Rede de favorecimento tributário
De acordo com o Grupo de Atuação Especial de Repressão aos Delitos Econômicos (GEDEC), o supervisor da Diretoria de Fiscalização da Sefaz-SP, Artur Gomes da Silva Neto, e o servidor Marcelo de Almeida Gouveia manipulavam processos para liberar créditos tributários irregulares. Além disso, recebiam propina disfarçada como serviços de consultoria prestados pela empresa Smart Tax, registrada em nome da mãe de Artur.
Até 2021, a Smart Tax não apresentava atividades relevantes. Contudo, a partir do segundo semestre daquele ano, a empresa começou a movimentar dezenas de milhões de reais, recebendo valores exclusivamente da Fast Shop. Assim, entre 2021 e 2023, os repasses ultrapassaram R$ 1 bilhão.

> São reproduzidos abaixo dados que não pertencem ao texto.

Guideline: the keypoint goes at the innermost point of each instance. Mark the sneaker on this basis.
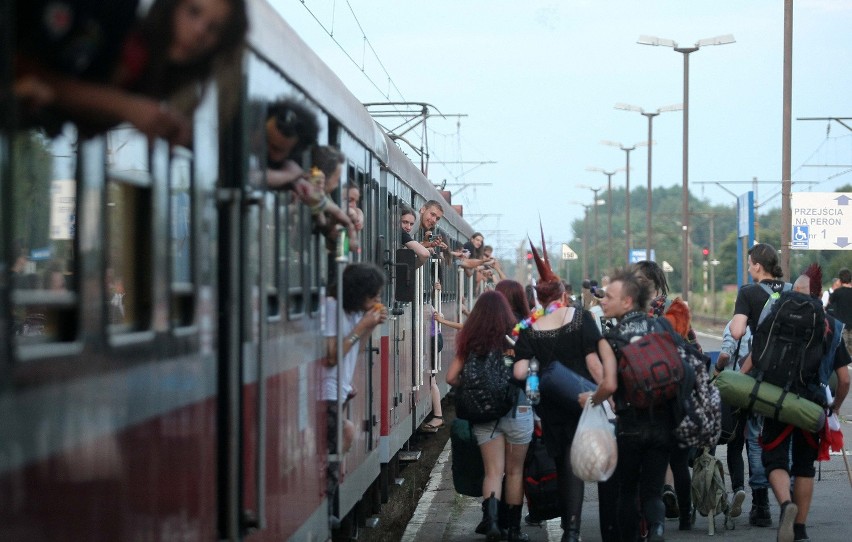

Bens e valores apreendidos
Durante a operação, o MP apreendeu mais de R$ 1 milhão em espécie, dois sacos de esmeraldas, criptomoedas e documentos importantes. Em Alphaville, os promotores encontraram joias e dinheiro com um investigado já condenado por estelionato, que auxiliava na lavagem dos recursos. Além disso, em São Bernardo do Campo, outro servidor foi alvo de busca, o que resultou na apreensão de dólares, reais e milhões em criptomoedas.
Empresários envolvidos
Além do dono da Ultrafarma, o diretor estatutário da Fast Shop, Mario Otávio Gomes, também foi preso. Ele trabalha na empresa desde 1994 e, segundo o MP, o fiscal possuía até o certificado digital da Ultrafarma, permitindo que protocolasse e aprovasse créditos tributários muito acima do valor devido, acelerando o processo administrativo.
Desdobramentos
A Sefaz abriu procedimento interno para apurar a conduta dos servidores e informou que vai revisar processos e protocolos. Por fim, o MP afirma que o esquema existe desde, pelo menos, maio de 2021 e que novas empresas podem entrar na investigação nos próximos meses.